UNDAUNTED COURAGE Meriwether Lewis, Thomas Jefferson and the Opening of the American West By Stephen E. Ambrose; Simon & Schuster: 496 pp., $30

Stephen E. Ambrose's "Undaunted Courage" is a story on a big scale with meanings squeezed into a framework built on a considerably smaller scale. There is no question that this is a good and readable story. Meriwether Lewis was an extremely interesting man and writer, and any book with the license to quote him at length carries a competitive advantage.

Repeatedly, Ambrose, a historian best known for his three-volume biography of Richard Nixon and a recent oral history of D-day, locates the meaning of [his] story in lessons of universal military practice.
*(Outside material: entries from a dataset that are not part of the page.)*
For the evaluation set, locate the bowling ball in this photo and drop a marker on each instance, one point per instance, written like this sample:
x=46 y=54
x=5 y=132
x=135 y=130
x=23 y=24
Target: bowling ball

At the Pacific camp, Lewis' goals in maintaining order and discipline, Ambrose says, were "the goals of every company commander from the time of the Roman Legions to today." Meanings reaching so far over time can stretch themselves pretty thin. "A good company commander looks after his men," Ambrose writes, adding that Lewis was like "the head of a family," evincing concern for his men matching "that of a father for his son."

Acknowledging that Lewis is one of his heroes, Ambrose argues that the explorer needs to be better appreciated. Lewis' suicide "hurt his reputation" and deprived him, for instance, of the honor of having a river or another major geographical feature named after him. Those with more of an enthusiasm for wordplay and puns may notice what Ambrose did not: with a minor twist of misspelling, "Louisiana" Territory stands ready for transformation.